Add std::encoding::xml — XML parser and serializer by ChristianReifberger · Pull Request #3074 · c3lang/c3c

ChristianReifberger · 2026-03-27T14:36:41Z

Recursive-descent parser supporting elements, attributes, text, CDATA, comments, PIs, DOCTYPE, XML declaration, UTF-8 BOM
Full entity expansion: named (& < > ' ") and numeric (decimal A and hex A)
Serializer (encode/tencode) with text and attribute escaping
Public API: parse/parse_string/tparse/tparse_string, XmlDoc.encode/tencode/free, XmlNode.get_attr/has_attr/child/children_named/text_content and operators(len)/[]/&[]
Comprehensive unit tests in test/unit/stdlib/encoding/xml.c3

Types

XmlDoc — the parsed document; owns all allocated nodes via its allocator
XmlNode — a single node in the tree; owns its name, content, attrs, and children
XmlNodeType — enum: ELEMENT, TEXT, CDATA, COMMENT, PI
faultdef UNEXPECTED_CHARACTER, UNEXPECTED_EOF, INVALID_TAG, MISMATCHED_TAG, INVALID_ATTRIBUTE, MAX_DEPTH_REACHED
int max_depth = 128 — configurable nesting limit (matches std::encoding::json)

API

Method	Description
`xml::parse(allocator, stream)`	Parse from any `InStream`, heap-allocated; returns `XmlDoc?`
`xml::parse_string(allocator, s)`	Parse from a `String`; returns `XmlDoc?`
`xml::tparse(stream)`	Parse from `InStream`, temp-allocated
`xml::tparse_string(s)`	Parse from `String`, temp-allocated
`XmlDoc.free()`	Free all owned memory
`XmlDoc.encode(allocator)`	Serialize to XML text with declaration
`XmlDoc.tencode()`	`encode` using temp allocator
`XmlNode.get_attr(name) → String?`	Attribute value, or `NOT_FOUND`
`XmlNode.has_attr(name) → bool`	True if attribute exists
`XmlNode.child(tag) → XmlNode*?`	First child element with given tag, or `NOT_FOUND`
`XmlNode.children_named(tag) → XmlNode*[]`	Temp-allocated slice of all child elements with given tag
`XmlNode.text_content() → String`	Concatenated text of all `TEXT`/`CDATA` children
`XmlNode.len → usz`	Number of children (`@operator(len)`)
`XmlNode[i] → XmlNode*`	Index into children (`@operator([])`)
`&XmlNode[i] → XmlNode**`	Reference to child slot (`@operator(&[])`)

Implementation notes

The parser is a recursive-descent reader over any InStream.
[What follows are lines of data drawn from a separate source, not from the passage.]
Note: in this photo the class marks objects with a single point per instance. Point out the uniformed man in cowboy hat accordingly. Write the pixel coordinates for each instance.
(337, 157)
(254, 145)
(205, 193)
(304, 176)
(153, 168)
A single shared DString scratch (stack-allocated via stack_mem) is used for all intermediate string building; only strings that survive past the current parse step are heap-copied.
Closing-tag names are compared directly against ctx.scratch without allocation (read_name_scratch), saving one heap round-trip per element close.
Attribute names are heap-allocated for the HashMap.set call then immediately freed, since HashMap{String, String} copies its keys (COPY_KEYS=true).
XmlNode.free() recurses through children; leaf nodes skip the attr/children teardown since they are never initialized. defer catch node.free() in parse_element ensures partially-constructed nodes are cleaned up on any parse error.
encode() builds output into a temp-backed ByteWriter and copies the result into the target allocator at the end, keeping the hot path allocation-free.

Parser features

Elements, self-closing elements, attributes (single and double quoted)
Text content with entity expansion: named (& < > ' ") and numeric (decimal A and hex A)
CDATA sections (<![CDATA[...]]>)
Comments () — skipped during parsing
Processing instructions (<?target data?>) — skipped during parsing
XML declaration (<?xml ... ?>) — skipped
DOCTYPE (<!DOCTYPE ...>) — skipped, including internal subsets with [...]
UTF-8 BOM (EF BB BF) — consumed silently
Configurable nesting depth limit (max_depth, default 128)

Tests

test/unit/stdlib/encoding/xml.c3 covers: simple elements, nested elements, text content, attributes (single/double quoted), entity expansion (all five named entities, decimal and hex numeric), CDATA sections, comments (inline and prologue), XML declaration, DOCTYPE (simple and with internal subset), mixed content, children_named, whitespace around root, encode/decode roundtrip, tencode self-closing, temp-allocator variants, and error cases (MISMATCHED_TAG, UNEXPECTED_EOF, INVALID_ATTRIBUTE, MAX_DEPTH_REACHED). Includes a comprehensive integration test exercising all features in a single document with a parse → encode → parse roundtrip.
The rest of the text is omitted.